A ofensiva de Bolsonaro contra a instância máxima do Judiciário – que é cheia de defeitos, sim, não por isso condenável à forca – é mais uma jogada cantada, um lance manjado e desprovido de inteligência. Mas é a única que Bolsonaro sabe jogar. Pelo voto popular – seja com urna eletrônica, com recibo impresso e auditável ou com carimbo de sangue no papiro – Bolsonaro vai perder. Vai perder para o Lula. Vai perder para o Ciro. Vai perder para o Doria. Provavelmente, com a “Glória de Deus”, perderia para o Cabo Daciolo.

A ruptura da democracia é, sob qualquer cenário, a única alternativa de Bolsonaro. Uma derrota em 2022, mais do que perder o poder de presidente, representa o caminho para o xilindró. Sem foro privilegiado, vai acabar na cadeia por crimes de prevaricação, por crimes contra a saúde pública, por falsificação de documentos, por corrupção passiva e por curanderismo – além de inúmeras outras picaretagens. Pelos cálculos preliminares do relatório da CPI da Covid, os crimes atribuídos ao presidente podem render pena de até 55 anos de prisão.

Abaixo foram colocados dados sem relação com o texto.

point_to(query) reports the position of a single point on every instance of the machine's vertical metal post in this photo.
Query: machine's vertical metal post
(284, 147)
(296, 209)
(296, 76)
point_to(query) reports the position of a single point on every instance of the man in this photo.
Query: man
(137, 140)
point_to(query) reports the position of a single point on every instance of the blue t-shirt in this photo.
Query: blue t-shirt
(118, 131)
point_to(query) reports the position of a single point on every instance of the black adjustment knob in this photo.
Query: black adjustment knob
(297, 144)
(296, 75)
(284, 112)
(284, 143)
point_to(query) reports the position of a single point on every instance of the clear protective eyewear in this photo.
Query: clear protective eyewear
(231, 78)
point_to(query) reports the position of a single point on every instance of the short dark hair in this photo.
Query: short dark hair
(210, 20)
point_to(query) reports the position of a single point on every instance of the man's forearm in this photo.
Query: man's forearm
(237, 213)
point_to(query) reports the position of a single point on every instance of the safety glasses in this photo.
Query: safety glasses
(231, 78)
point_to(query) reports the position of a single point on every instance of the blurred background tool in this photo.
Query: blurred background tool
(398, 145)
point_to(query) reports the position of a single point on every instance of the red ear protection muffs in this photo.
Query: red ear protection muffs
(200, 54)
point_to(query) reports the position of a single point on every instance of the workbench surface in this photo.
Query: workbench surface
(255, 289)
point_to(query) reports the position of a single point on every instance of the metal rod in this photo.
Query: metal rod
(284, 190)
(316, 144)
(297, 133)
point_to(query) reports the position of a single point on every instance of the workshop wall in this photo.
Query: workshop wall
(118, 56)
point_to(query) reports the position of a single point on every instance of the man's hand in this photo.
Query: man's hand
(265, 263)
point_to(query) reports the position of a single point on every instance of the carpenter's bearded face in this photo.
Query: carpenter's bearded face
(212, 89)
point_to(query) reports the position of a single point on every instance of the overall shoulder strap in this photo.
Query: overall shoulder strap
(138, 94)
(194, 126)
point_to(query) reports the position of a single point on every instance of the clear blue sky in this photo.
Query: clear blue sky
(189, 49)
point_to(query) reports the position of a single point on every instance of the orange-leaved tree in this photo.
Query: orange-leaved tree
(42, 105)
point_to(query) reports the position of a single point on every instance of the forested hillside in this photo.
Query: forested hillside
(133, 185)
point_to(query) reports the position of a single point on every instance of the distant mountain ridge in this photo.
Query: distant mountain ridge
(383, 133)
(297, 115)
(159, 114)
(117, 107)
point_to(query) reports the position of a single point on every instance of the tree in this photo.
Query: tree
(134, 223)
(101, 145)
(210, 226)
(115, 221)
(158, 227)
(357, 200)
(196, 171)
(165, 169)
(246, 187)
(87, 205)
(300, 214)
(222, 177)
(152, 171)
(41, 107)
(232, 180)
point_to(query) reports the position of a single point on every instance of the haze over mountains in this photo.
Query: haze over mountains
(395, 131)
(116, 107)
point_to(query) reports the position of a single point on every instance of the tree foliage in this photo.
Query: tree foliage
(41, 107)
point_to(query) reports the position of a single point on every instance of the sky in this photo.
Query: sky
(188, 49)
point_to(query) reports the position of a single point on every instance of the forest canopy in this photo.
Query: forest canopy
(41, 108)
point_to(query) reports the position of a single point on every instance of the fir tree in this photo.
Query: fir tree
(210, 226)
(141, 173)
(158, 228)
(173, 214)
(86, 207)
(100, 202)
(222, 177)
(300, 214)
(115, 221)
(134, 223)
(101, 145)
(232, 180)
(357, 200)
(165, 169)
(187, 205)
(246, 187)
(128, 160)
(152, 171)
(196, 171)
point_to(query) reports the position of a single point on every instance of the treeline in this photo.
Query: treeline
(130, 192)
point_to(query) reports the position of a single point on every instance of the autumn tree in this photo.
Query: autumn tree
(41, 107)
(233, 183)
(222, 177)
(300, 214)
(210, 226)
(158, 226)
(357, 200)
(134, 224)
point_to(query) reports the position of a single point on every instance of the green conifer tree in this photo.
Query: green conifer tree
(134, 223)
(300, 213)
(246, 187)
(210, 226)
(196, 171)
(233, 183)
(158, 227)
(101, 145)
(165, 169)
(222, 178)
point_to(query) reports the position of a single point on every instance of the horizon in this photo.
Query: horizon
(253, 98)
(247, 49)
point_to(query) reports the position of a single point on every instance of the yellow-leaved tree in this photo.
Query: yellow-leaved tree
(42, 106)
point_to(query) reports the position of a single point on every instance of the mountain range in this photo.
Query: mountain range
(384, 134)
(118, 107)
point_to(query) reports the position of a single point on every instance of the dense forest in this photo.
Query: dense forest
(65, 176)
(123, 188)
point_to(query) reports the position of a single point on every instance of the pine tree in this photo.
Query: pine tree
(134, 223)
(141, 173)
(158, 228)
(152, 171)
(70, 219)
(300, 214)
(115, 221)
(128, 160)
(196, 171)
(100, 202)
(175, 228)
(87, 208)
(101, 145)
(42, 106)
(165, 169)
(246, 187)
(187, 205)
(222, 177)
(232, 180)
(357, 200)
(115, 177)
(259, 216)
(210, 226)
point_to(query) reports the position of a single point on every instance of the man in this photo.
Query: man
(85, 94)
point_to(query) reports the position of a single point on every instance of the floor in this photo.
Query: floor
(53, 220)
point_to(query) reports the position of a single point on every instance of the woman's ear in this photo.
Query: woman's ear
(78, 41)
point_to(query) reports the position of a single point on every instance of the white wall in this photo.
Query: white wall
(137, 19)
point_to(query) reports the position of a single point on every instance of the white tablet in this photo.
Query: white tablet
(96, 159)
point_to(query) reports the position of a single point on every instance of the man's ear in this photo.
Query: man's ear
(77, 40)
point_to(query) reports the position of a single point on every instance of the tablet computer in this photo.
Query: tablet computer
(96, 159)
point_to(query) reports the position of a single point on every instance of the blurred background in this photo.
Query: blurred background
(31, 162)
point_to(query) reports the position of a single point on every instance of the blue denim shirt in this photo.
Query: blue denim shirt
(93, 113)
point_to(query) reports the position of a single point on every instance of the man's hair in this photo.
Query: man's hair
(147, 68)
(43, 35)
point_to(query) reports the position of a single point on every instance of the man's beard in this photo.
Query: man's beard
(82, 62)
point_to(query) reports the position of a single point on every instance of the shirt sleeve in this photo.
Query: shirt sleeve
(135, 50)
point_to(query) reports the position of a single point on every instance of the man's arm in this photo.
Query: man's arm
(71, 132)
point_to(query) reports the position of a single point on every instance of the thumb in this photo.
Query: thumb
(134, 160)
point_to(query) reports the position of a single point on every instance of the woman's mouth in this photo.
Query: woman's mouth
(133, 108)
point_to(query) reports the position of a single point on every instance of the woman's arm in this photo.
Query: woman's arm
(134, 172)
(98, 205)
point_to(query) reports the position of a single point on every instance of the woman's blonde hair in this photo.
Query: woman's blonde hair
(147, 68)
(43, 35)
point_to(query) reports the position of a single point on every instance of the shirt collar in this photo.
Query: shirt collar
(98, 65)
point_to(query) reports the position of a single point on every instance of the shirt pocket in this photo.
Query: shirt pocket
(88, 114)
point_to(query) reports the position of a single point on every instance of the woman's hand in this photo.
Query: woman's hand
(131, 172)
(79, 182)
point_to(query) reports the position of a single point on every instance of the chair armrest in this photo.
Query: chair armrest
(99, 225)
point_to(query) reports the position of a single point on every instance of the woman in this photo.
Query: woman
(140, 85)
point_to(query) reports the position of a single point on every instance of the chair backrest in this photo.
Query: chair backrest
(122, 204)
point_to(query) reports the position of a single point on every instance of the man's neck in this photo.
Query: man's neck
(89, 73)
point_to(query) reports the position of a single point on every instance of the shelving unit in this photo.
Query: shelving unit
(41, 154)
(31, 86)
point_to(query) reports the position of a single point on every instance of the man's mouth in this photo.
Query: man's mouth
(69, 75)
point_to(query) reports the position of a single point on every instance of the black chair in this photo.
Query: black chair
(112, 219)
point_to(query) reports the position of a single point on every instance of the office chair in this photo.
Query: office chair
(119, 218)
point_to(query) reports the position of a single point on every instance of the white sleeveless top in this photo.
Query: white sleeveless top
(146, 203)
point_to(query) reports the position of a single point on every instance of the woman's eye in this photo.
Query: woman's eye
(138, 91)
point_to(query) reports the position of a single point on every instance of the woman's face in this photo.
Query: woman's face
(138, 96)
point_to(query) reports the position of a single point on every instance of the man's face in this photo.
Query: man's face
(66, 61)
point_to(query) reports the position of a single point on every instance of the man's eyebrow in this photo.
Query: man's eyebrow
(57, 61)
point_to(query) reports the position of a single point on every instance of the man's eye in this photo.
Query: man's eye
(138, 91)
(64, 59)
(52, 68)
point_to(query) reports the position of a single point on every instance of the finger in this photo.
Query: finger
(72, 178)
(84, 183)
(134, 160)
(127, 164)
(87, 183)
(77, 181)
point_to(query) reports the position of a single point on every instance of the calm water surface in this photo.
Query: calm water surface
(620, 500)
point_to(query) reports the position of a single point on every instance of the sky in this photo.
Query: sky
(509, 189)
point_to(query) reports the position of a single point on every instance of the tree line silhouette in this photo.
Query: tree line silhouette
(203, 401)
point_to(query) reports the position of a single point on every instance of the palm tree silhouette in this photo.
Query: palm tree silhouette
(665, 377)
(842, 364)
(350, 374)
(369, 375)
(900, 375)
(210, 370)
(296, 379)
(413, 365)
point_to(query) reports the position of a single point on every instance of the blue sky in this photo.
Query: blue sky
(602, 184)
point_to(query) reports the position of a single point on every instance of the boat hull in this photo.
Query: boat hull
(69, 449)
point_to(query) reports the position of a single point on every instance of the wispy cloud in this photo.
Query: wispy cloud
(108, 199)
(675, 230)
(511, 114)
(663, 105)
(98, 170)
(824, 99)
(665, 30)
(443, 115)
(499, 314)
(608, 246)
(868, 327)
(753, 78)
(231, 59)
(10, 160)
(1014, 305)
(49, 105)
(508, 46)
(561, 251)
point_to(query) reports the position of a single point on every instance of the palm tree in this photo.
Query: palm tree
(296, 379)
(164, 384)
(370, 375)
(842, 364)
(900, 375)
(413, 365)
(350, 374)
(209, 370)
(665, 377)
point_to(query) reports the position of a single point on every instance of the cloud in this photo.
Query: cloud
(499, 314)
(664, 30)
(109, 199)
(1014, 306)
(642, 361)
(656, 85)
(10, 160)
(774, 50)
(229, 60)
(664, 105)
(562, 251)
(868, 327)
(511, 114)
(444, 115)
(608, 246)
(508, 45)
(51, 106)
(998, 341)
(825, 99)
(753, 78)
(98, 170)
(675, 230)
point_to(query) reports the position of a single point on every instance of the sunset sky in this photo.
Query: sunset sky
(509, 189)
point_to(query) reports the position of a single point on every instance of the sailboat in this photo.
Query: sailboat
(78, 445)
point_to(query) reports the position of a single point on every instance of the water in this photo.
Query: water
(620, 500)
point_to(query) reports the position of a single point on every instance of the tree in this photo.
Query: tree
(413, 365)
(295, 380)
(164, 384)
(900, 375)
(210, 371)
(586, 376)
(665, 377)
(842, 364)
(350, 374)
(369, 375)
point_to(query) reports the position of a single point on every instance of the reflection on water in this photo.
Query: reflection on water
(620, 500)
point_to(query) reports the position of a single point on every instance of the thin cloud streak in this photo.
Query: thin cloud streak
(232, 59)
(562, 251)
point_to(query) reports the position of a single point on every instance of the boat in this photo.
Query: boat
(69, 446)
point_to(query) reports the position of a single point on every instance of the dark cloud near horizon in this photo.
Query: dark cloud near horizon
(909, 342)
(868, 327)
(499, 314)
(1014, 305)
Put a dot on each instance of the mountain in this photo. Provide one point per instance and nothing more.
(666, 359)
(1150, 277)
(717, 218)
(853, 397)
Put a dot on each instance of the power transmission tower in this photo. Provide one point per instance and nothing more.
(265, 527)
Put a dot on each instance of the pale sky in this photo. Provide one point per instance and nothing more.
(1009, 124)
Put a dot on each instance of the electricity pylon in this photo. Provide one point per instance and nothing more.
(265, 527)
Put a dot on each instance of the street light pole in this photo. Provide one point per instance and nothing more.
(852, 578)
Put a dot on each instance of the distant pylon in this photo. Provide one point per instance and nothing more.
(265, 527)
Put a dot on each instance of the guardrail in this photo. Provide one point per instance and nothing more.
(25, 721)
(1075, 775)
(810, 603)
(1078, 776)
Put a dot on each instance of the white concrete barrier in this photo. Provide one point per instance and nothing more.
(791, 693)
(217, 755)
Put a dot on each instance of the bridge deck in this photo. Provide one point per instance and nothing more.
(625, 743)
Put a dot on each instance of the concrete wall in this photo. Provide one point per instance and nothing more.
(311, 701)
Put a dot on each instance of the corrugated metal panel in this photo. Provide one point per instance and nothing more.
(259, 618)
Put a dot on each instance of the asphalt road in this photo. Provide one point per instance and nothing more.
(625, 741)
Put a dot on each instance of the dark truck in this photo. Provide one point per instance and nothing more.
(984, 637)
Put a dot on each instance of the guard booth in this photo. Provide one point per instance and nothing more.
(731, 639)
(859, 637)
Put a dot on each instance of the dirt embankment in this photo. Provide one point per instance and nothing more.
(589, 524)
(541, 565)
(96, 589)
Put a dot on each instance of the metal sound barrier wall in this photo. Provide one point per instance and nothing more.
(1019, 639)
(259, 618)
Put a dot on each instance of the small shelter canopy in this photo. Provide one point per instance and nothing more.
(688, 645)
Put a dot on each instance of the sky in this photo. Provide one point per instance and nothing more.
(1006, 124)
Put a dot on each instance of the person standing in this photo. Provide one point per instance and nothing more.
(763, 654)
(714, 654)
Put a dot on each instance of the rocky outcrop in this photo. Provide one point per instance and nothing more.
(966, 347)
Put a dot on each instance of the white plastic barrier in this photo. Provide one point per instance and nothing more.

Bolsonaro é a personificação do vexame, encarnação da ignorância humana – em um nível medieval – e um exemplo do que não ser. Não é patriota. Muito menos cristão. Não é defensor da família (exceto dos milicianos e corruptos da família dele). Ele é um erro de percurso da história, socialmente anabolizado pela falcatrua generalizada nos governos Lula e Dilma. O estrago levará décadas para ser consertado. Mas, se justiça for feita, o próximo ex-presidente da República será apenas mais um nome dos capítulos mal-sucedidos da história do País e um número na lista de detentos do sistema penitenciário nacional. Conheceremos a verdade, e a verdade nos libertará.